La hausse du prix du diesel, passé de 1 800 shillings ougandais (1,05 dollar américain) à 2 400 shillings ougandais (1,40 dollar américain) le litre le 31 janvier, contribue aussi à faire augmenter les coûts de fabrication.

« La plupart des industries ougandaises utilisent des générateurs, [le réseau électrique] étant rarement fiable et de mauvaise qualité. Toute hausse du prix du diesel entrave donc la production », a expliqué M. Luzze.

Celles qui utilisent des matières premières, telles que le blé ou le plastique, importées du Kenya ont été particulièrement touchées. « Certaines entreprises ont cessé leurs activités du fait de la pénurie de matières premières. Vous finissez par payer de la main-d’ouvre qui ne fait plus rien », a expliqué M. Luzze.

Les exportations agricoles, essentiellement le café, de même que le thé et le poisson, représentent 30 pour cent du PIB de l’Ouganda. Or, presque aucun de ces produits périssables n’a pu être acheminé hors du pays, notamment depuis que les assureurs ont refusé de couvrir les transporteurs qui se rendent au Kenya.

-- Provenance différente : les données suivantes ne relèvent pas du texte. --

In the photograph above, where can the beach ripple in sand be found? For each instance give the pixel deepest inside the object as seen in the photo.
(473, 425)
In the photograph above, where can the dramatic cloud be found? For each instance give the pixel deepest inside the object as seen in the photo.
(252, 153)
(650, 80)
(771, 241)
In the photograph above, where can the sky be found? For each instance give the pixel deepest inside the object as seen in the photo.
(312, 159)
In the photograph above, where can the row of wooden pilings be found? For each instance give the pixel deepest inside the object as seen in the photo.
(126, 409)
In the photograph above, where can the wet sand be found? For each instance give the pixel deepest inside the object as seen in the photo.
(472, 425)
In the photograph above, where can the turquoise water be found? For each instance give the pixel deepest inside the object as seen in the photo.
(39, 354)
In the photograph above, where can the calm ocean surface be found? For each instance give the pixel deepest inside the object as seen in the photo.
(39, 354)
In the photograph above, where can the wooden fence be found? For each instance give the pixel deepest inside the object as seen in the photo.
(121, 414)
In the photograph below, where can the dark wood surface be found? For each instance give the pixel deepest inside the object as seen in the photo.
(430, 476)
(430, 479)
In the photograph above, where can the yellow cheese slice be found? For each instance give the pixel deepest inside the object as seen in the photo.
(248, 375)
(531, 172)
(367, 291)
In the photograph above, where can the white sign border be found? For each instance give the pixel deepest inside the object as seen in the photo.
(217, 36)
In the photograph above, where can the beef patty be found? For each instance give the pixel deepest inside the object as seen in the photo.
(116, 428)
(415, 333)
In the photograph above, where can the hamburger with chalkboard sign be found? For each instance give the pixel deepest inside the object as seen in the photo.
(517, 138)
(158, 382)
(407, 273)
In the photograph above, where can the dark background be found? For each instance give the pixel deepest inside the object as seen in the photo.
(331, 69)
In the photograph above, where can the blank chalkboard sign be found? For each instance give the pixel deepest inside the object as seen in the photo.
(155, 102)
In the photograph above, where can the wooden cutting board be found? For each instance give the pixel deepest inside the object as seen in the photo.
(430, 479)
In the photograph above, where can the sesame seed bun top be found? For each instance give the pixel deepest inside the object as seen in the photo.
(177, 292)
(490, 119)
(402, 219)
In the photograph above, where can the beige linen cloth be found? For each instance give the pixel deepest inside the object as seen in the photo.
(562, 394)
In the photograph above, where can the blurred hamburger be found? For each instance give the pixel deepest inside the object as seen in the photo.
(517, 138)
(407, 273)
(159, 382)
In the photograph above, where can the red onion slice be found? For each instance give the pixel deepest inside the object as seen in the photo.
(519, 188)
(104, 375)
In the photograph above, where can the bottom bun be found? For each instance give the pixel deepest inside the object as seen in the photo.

Dans l’ensemble de la région, les agriculteurs qui produisent pour les marchés nationaux subiront des pertes si la crise kényane n’est pas résolue.

« Ce sont des pays agricoles qui ont besoin de transporter des biens et des personnes d’un endroit à l’autre. Dire que les cultures sont déjà en train de pourrir dans les champs serait une exagération, mais si [la pénurie de carburant] se poursuit pendant six à huit semaines de plus, cela sera du domaine du possible », a estimé Kwame Owino, économiste à l’Institut des affaires économiques de Nairobi. Comme l’Ouganda, le Rwanda et le Burundi sont extrêmement dépendants des exportations agricoles, en particulier du café.

« Ils ont un tas de marchandises qui attendent d’être transportées à Mombasa pour y être expédiées par bateaux. Certaines industries, particulièrement celles qui s’occupent de poisson et d’autres produits périssables, ont tout simplement été contraintes de cesser leurs activités », a rapporté Steven Smith, président de l’Association des fabricants kényans, qui fait pression sur le gouvernement pour qu’il rétablisse l’ordre dans le pays.

L’impact sur la Somalie

Si l’acheminement de l’aide vers la Somalie n’a pas été interrompu, le matériel arrivant par voie maritime, les projets ont tout de même été perturbés car la plupart des organisations dirigent leurs opérations somaliennes de Nairobi.

« Un grand nombre de nos employés sont kényans et [la crise] sape le moral de tout le monde, sans parler du fait que certains de nos employés kényans ont été directement touchés et ont dû déménager pour s’installer dans des zones plus sûres. En plus, alors que la crise d’urgence se poursuit en Somalie, nous devons penser à des plans d’urgence pour nos bureaux kényans. Cela contribue à solliciter davantage nos ressources humaines, déjà débordées », a indiqué Paul Daniels, assistant du directeur de CARE Somalie.

De plus, l’oil de la communauté internationale étant braqué sur le Kenya, la Somalie et les autres régions en crise retiennent moins l’attention des médias.

« La Somalie est frappée par une crise majeure. La situation est assez tendue au Burundi, dans l’est du Congo et dans le nord de l’Ouganda. Nous allons avoir un problème en termes de plaidoyer, pour pouvoir assurer la médiatisation continue des autres pays. Certains fonds [versés par les bailleurs et] destinés aux autres pays risquent également d’être réaffectés au Kenya », a déploré Pierre Gelas, conseiller régional en gestion des catastrophes pour les Nations Unies.